Stanziati bonus e borse di studio per gli studenti: il Governo risponde al terrore con la cultura

“Ogni centesimo speso in sicurezza non sarà un costo ma un investimento se ci ricordiamo cosa stiamo difendendo: la nostra identità. Ciò che è accaduto a Parigi ha segnato un salto di qualità nella battaglia culturale che stiamo vivendo: sono stati scelti obiettivi comuni, i simbolo di una generazione che ha conosciuto solo la pace e la libertà. Immaginano il terrore, noi rispondiamo con la cultura. Distruggono le statue, noi amiamo l’arte. Distruggono i libri, noi siamo il Paese delle biblioteche. Noi non cambieremo mai il matto modo di vivere, si arrenderanno prima loro“.

Questa la risposta del Premier Matteo Renzi di fronte al terrore degli ultimi giorni.

Durante l’intervento “Italia, Europa: una risposta al terrore” ha comunicato che cultura e arte saranno le parole d’ordine per la nuova battaglia intrapresa.

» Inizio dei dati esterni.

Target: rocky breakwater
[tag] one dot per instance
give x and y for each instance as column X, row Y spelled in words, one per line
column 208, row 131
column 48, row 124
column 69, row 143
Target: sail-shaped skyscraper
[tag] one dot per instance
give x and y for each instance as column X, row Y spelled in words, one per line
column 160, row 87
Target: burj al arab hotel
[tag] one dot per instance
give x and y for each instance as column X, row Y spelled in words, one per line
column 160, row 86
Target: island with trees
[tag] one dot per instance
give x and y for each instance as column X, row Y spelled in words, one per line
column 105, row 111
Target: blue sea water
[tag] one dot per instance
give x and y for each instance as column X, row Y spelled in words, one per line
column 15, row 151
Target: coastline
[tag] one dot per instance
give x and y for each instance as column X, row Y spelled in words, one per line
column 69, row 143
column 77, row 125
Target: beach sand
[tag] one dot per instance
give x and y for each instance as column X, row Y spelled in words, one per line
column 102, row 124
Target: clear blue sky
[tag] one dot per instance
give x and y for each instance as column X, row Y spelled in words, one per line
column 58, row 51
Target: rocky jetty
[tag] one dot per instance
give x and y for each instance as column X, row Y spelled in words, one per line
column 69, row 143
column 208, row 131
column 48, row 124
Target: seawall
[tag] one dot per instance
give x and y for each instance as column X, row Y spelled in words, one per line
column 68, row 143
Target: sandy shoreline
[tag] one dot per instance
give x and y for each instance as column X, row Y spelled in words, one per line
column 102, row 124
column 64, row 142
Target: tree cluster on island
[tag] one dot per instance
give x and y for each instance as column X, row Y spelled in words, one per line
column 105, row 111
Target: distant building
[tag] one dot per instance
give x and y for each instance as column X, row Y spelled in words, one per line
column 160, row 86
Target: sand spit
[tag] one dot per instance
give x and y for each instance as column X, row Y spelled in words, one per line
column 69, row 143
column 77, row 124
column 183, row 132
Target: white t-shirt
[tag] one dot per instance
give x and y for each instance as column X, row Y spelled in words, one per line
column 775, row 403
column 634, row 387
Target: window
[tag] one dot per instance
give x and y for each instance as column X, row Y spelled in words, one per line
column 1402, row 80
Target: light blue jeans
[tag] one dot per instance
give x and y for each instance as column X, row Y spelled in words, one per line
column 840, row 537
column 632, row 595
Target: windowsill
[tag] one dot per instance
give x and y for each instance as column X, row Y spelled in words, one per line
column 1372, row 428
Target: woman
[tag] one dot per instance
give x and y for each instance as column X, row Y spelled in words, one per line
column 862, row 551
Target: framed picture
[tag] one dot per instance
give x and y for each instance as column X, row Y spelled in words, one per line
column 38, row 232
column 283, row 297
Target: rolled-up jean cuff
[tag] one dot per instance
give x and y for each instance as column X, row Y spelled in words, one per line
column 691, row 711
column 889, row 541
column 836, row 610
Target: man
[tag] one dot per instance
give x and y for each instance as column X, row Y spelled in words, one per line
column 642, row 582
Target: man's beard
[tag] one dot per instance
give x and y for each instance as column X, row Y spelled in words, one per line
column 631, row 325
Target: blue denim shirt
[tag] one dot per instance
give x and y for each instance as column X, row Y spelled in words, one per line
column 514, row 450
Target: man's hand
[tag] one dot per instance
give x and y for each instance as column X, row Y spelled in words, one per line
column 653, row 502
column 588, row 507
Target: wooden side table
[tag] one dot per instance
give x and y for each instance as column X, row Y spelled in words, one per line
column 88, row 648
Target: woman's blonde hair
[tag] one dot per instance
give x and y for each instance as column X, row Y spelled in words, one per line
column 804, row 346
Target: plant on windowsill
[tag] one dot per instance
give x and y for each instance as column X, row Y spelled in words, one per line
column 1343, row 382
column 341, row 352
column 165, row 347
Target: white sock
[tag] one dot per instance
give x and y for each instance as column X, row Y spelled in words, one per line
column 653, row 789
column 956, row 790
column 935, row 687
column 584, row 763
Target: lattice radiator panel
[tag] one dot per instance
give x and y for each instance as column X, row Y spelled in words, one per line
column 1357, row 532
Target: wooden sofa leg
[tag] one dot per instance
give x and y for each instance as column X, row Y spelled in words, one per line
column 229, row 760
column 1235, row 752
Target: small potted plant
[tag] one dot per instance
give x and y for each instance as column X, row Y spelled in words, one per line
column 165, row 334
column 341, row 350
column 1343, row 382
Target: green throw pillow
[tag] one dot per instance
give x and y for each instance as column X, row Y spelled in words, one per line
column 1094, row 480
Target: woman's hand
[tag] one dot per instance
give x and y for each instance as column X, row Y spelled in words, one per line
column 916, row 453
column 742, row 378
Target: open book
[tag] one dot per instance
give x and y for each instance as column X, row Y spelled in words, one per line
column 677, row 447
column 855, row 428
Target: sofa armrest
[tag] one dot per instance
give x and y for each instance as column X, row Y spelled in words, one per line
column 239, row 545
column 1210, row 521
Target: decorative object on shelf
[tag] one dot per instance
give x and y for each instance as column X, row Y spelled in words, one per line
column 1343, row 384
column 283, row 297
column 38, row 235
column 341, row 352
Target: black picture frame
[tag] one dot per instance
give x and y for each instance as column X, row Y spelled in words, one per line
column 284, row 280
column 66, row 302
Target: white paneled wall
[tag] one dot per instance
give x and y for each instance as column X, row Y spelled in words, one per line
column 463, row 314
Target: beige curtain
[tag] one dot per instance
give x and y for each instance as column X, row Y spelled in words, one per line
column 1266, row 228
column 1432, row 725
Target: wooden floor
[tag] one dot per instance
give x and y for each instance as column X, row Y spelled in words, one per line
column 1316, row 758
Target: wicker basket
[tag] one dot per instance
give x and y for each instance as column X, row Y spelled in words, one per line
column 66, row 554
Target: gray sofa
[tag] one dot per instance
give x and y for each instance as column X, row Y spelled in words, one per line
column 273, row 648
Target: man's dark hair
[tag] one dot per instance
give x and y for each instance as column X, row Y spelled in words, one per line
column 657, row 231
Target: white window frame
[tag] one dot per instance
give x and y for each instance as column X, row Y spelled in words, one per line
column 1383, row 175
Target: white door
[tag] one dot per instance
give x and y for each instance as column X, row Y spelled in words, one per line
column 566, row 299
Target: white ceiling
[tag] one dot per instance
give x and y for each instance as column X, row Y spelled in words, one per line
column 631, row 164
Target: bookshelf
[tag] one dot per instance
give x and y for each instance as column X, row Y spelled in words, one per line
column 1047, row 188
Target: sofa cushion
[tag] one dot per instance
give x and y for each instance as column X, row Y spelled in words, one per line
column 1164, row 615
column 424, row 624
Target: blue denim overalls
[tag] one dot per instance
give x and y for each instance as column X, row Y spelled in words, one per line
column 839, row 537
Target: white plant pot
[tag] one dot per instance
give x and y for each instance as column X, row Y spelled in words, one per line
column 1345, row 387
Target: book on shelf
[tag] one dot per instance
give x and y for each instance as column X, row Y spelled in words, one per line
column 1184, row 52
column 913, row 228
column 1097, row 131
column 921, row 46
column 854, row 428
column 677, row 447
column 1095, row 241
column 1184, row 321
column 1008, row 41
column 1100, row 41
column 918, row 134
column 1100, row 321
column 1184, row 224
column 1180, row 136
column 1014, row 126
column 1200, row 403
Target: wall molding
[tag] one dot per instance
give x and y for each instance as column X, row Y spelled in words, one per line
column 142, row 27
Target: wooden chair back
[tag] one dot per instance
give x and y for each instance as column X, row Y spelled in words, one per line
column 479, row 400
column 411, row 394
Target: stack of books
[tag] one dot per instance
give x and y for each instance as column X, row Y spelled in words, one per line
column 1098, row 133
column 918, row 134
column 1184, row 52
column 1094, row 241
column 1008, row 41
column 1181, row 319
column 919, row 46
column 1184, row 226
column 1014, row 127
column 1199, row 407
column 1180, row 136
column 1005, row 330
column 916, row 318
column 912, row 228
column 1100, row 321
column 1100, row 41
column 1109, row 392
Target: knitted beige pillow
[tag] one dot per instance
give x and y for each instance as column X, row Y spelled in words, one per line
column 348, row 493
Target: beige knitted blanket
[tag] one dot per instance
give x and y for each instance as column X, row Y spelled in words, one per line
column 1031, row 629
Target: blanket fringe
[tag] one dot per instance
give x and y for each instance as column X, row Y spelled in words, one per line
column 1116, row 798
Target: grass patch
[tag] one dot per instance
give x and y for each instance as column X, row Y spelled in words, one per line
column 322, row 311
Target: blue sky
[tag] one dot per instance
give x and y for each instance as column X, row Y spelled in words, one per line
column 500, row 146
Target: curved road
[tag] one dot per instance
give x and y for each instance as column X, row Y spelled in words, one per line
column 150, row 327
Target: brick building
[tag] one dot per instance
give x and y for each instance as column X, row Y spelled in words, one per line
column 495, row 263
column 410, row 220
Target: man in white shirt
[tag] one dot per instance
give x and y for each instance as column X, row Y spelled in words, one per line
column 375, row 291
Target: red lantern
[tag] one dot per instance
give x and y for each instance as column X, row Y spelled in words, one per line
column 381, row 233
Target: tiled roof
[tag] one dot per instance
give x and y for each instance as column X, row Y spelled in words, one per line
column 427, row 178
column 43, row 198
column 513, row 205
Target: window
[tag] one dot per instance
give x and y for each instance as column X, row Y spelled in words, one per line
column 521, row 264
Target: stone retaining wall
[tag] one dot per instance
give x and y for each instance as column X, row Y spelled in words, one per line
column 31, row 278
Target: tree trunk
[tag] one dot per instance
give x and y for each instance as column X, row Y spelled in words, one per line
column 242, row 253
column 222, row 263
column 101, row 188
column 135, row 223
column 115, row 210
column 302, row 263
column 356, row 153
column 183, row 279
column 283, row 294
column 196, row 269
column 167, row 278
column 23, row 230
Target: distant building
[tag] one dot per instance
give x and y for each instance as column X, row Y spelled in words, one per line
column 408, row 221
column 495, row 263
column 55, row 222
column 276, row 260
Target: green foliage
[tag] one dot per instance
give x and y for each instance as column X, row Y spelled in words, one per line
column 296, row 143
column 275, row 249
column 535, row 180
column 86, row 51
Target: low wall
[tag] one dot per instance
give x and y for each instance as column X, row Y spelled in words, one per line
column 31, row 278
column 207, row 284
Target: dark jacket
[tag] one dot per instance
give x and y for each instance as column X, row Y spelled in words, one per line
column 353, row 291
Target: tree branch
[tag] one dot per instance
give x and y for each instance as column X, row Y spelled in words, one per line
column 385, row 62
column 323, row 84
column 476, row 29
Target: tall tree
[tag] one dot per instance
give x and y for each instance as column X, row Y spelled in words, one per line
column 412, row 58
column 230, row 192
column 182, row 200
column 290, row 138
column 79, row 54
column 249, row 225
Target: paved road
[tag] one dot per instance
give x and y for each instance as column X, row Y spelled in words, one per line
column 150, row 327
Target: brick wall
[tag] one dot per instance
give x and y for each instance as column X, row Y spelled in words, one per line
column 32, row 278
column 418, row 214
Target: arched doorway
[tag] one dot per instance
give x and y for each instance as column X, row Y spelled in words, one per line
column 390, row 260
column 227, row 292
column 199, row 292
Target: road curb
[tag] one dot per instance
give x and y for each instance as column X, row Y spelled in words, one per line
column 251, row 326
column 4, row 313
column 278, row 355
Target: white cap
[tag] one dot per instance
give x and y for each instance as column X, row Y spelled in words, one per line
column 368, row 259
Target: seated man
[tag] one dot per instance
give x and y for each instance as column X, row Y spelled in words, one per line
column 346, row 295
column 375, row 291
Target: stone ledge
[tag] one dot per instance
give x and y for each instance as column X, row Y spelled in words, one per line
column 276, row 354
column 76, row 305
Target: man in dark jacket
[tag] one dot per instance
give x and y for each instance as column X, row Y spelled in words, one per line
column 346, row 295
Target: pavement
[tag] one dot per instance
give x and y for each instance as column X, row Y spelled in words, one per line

“Per ogni euro in più investito sulla sicurezza ci deve essere un euro in più investito sulla cultura. Per ogni intervento sulla cyber security deve crescere una startup. Ci deve essere più pulizia nelle nostre periferie. La risposta non può essere solo securitaria”, questo quanto affermato dal Presidente del Consiglio nella Sala degli Orazi e Curiazi ai Musei Capitolini.

Le proposte del governo per i prossimi due anni sono tante.
Accanto alla diminuzione dell’Ires, prevista per il 2017, saranno impiegati due miliardi di euro per i professionisti della sicurezza e della cultura. Ben 150 milioni saranno destinati alla cybersecurity et altri 50 milioni per la strumentazione delle forze dell’ordine. Per quanto riguarda la sicurezza italiana i fondi destinati sono di 50 milioni e i corpi di polizia saranno ridotti a quattro. Inoltre, per tutte le donne e gli uomini impiegati nelle forze dell’ordine, ci sarà l’estensione del bonus degli 80 euro a chi sta sulla strada.

Una grande novità arriva per i giovani.

I 550mila italiani che compiranno diciotto anni potranno usufruire di un bonus di 500 euro per partecipare alle iniziative culturali. Inoltre, saranno stanziati 150 milioni di euro per donare il due per mille ad una specifica associazione culturale.
A ciò si aggiungono le borse di studio destinate a premiare i meritevoli che per ragioni di reddito non possono sostenere le spese dello studio.

Infine, cinquecento milioni saranno destinati alle città metropolitane per i progetti di intervento sulle periferie al fine di avviare iniziative di riqualificazione.

Tutti i progetti dovranno essere presentati entro il 31 dicembre e attuati nel corso del 2016.